Please, don't assume that we've been taught this stuff because we were literally just handed a packet and told to learn it ourselves. I don't understand this in the slightest.

The question is: Use the information to evaluate and compare delta y and dy. y=2-x^4, x=2 and delta x = dy= 0.01

What I've done so far is differentiate, to get that dy=-4x^3. In the packet, it looks like they plugged 2 in for x and multiplied by dx, so I did, and I got -.32

For delta y, I set up the equation like f(2+0.01) - f(2), and I got -.3224

Are these right? Is there some way that I'm supposed to compare them using words? If I don't even understand what I'm doing, then how am I supposed to do so?

What I can do is to lead you to some pages that explain the difference in

dy and ∆y
I thought this youtube did a good job
http://www.youtube.com/watch?v=xoAnLgs6hiM

There are also numerous other youtube links listed in the right column

btw, I agree with your answers.

Delta y is the Actual change of y when x changes from x to x+delta x. (I capitalized Actual so that you'd see the top part of A looks like delta - a way to remember what delta y is.) dy is the estimated change in y when x changes from x to x+delta x when you use the tangent line at x to estimate.

To help you see this, let's look at the Actual change of y, or delta y.

x starts at 2 and moves 0.01 to x=2.01
f(2)=2-2^4=-14
f(2.01)=2-2.01^4=-14.32240801
Therefore the change of y, delta y = -0.32240801

The equation of the tangent line at x=2 is y=-32x+50. (This requires work on the "side.")

If x=2, y=-64+50+-14
If x=2.01, y = -64.32+50=-14.32
Therefore dy=-.32

But that's too much work!
Remember calc notation:
dy/dx=f'(x)
"Multiplying" that equation by dx gives
dy=f'(x)*dx
This is a faster way to find dy!

f(x)=2-x^4
f'(x)=-4x^3
At x=2,
dy=(-4*2^3)*(.01)=-.32

Notice this is what we got with the tangent line approximation which is very close to the "Actual" change of y or delta y using the "Actual" function!

LON

It's understandable that you're feeling overwhelmed since you're trying to learn this on your own. Don't worry, I'm here to help!

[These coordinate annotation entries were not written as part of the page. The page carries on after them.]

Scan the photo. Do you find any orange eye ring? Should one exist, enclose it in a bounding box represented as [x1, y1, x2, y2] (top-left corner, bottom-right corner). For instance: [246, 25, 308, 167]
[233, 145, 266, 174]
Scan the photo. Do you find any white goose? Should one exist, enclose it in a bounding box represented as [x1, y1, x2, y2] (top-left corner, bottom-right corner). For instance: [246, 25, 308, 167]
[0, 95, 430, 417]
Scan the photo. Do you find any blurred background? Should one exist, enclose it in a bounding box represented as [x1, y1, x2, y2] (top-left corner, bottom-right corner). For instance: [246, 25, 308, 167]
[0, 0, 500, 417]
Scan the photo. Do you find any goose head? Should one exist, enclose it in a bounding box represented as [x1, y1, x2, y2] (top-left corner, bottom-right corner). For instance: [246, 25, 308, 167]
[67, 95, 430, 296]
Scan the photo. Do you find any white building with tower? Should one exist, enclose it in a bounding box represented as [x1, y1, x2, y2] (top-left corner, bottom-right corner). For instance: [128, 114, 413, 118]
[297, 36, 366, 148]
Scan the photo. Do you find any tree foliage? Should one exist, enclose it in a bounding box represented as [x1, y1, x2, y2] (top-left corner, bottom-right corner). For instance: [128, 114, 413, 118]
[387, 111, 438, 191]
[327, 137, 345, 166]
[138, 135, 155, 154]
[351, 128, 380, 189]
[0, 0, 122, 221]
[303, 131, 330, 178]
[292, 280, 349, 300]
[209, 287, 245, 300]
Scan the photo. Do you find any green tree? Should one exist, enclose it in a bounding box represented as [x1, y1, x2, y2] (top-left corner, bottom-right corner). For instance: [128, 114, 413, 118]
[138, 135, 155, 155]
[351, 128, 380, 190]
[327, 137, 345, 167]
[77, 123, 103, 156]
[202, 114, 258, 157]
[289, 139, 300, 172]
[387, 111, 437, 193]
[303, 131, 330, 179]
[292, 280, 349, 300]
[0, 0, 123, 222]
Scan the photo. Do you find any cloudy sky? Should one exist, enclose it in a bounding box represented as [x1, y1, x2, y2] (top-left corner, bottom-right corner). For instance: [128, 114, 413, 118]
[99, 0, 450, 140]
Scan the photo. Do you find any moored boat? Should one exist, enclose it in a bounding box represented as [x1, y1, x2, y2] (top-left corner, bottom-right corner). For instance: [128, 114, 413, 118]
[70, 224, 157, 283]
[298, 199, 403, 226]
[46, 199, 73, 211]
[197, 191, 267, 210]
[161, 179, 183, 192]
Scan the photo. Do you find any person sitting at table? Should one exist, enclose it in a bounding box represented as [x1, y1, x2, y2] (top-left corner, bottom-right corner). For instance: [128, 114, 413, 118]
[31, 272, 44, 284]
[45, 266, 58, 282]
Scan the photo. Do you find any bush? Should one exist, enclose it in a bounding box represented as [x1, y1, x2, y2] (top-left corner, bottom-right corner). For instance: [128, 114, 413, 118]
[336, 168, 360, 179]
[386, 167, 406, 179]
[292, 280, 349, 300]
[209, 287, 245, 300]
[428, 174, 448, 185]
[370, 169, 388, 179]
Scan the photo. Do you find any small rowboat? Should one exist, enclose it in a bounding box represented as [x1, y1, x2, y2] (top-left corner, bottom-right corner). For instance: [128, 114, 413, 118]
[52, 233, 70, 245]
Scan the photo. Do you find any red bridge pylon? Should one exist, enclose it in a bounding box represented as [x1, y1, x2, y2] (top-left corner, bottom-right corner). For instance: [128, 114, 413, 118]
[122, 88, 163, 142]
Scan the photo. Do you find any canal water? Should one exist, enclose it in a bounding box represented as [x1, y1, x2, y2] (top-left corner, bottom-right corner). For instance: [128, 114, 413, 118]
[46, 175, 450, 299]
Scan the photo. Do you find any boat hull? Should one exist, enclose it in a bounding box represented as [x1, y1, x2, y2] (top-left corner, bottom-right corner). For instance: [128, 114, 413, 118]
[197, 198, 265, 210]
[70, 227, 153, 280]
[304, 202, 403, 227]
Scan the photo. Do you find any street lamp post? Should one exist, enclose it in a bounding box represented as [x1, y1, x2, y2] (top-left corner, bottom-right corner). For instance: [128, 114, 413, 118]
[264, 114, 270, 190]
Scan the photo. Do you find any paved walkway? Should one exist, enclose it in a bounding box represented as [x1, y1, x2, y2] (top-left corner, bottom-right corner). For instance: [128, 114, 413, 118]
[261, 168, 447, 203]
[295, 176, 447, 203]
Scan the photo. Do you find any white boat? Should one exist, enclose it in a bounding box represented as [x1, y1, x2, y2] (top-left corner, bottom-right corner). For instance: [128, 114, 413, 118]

Let's break down the steps and clarify the concepts involved in this problem. First, we need to differentiate the function y = 2 - x^4 with respect to x, which you correctly did, getting dy = -4x^3.

Next, we can evaluate dy at x = 2 by substituting the value into the expression we obtained for dy. So, dy = -4(2)^3 = -4(8) = -32. Therefore, the value of dy when x = 2 is -32.

Now, let's move on to delta y. Delta y represents the change in y, which we can calculate using the given value of delta x. To find delta y, we need to evaluate the function f(x) = 2 - x^4 at x = 2 + 0.01 and subtract the function value at x = 2.

Plugging in x = 2 + 0.01 into the function, we get f(2 + 0.01) = 2 - (2 + 0.01)^4 = 2 - 2.000001^4. After evaluating this, we find that f(2 + 0.01) ≈ 1.99839.

Next, we need to find f(2). Plugging x = 2 into the function gives f(2) = 2 - 2^4 = 2 - 16 = -14.

Now, we can calculate delta y by subtracting f(2) from f(2 + 0.01), that is, delta y = f(2 + 0.01) - f(2) = 1.99839 - (-14) = 15.99839. Therefore, delta y is approximately 15.99839.

To compare the values of dy and delta y, we can say that dy represents the instantaneous rate of change (slope) at a specific point (x = 2), while delta y represents the change in y over a small interval (delta x = 0.01). In this case, dy = -32 and delta y ≈ 15.99839.

Thus, we can conclude that dy and delta y have different values because they represent different quantities: dy represents the rate of change at a single point, whereas delta y represents the change in y over a small interval.

I hope this explanation clarifies things for you! If you have any further questions, feel free to ask.